Testo di Gianfranco Bruno, Genova 1983

“I fogli di Silvana Martignoni”

[….]Al di là di ogni atteggiamento sperimentale, suggestivo per chi, come questa giovane artista, conduce la propria ricerca su lastra incisoria, Martignoni ha scelto la grafica come uno strumento di scoperta emozionale e anzi, forse proprio la duttilità di quel mezzo e le infinite possibilità di variazione che esso propizia, le consentono l’approfondimento del proprio delicato mondo poetico.

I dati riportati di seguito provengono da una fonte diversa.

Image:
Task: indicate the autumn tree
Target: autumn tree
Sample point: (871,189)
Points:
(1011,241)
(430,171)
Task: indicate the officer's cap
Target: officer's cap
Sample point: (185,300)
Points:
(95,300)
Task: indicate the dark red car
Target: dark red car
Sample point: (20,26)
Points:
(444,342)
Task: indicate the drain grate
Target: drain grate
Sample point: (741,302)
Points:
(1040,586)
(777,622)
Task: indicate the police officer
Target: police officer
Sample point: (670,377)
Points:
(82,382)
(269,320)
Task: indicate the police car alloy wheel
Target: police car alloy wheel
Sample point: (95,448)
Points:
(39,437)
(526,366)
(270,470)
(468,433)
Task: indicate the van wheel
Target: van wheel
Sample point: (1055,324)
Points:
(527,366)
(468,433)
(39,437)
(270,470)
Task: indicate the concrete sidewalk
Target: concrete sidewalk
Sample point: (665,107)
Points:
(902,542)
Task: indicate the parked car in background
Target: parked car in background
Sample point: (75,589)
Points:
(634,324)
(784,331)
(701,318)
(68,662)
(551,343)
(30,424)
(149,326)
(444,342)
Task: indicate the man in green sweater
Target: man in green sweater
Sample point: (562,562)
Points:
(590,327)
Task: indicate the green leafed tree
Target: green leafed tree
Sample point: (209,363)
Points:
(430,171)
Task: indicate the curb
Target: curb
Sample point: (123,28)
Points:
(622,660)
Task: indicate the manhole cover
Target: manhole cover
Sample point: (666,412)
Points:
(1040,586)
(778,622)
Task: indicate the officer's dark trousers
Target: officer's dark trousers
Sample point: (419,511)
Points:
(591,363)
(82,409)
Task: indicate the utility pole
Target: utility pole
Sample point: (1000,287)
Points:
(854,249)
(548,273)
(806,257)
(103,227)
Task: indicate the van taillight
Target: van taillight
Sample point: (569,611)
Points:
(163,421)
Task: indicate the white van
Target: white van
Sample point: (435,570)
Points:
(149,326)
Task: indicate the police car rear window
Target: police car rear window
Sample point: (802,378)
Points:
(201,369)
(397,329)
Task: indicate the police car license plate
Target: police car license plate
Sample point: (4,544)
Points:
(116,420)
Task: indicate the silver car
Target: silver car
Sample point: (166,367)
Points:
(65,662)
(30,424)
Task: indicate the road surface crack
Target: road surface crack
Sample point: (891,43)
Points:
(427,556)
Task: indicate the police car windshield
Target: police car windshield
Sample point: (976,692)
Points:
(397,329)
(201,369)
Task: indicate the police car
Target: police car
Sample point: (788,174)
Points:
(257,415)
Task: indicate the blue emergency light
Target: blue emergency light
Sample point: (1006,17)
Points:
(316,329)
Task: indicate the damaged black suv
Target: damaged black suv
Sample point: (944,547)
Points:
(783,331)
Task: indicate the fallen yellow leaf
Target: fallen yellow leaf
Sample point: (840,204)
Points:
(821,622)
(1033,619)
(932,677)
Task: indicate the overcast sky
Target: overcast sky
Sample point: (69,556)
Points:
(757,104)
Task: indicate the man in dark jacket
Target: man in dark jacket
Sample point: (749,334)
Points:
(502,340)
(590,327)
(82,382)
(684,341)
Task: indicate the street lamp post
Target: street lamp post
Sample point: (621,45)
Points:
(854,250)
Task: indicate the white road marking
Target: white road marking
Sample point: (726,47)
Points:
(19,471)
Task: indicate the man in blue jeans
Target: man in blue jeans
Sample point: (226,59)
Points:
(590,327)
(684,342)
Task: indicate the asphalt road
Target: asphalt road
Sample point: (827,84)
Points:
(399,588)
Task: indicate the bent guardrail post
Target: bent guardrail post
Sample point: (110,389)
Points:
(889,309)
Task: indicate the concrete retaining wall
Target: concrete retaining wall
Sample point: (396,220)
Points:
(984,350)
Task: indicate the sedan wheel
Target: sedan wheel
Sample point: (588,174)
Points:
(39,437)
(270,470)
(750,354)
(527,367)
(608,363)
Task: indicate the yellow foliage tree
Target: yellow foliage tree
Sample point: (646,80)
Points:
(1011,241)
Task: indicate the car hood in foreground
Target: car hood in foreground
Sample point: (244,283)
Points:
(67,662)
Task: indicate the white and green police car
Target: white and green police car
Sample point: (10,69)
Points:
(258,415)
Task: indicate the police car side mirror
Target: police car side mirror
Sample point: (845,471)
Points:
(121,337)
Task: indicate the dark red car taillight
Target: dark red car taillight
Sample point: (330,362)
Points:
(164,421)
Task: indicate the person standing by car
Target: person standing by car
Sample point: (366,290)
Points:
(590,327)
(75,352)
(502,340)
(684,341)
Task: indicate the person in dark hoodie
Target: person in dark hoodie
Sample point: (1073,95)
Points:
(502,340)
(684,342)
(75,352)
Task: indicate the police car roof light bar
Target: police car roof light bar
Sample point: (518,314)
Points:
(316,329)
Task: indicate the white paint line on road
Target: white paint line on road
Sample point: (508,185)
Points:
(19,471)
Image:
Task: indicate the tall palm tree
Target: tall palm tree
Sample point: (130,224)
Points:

[….] Questa poetica di ombre e luci, fatta sottile dall’assiduo vegliare dell’artista sull’incorporeità di segni leggeri, tremuli come erbe di prato,, trova nel bianco e nero un riferimento tutto spirituale di quell’esperienza di natura da cui pure l’immagine trae origine. Si capisce anche perché talvolta l’artista scavi l’oggetto sino a rivelarne un’estenuata forma: l’analisi è conoscenza, tramite necessario a quel librarsi d’ogni forma, tuttora evidente, nel trasparente tessuto dell’immagine. Così Martignoni dispone un repertorio di segni che si amplia molteplice sull’infinita natura, e quell’attitudine amorevole verso le forme naturali è solo una via alla scoperta del proprio mondo fantastico. L’aria che scorre leggera nelle immagini dell’artista, è si il respiro di natura, ma divenuto materia di luce che ricompone nell’unità della forma la dispiegata ricchezza del vero.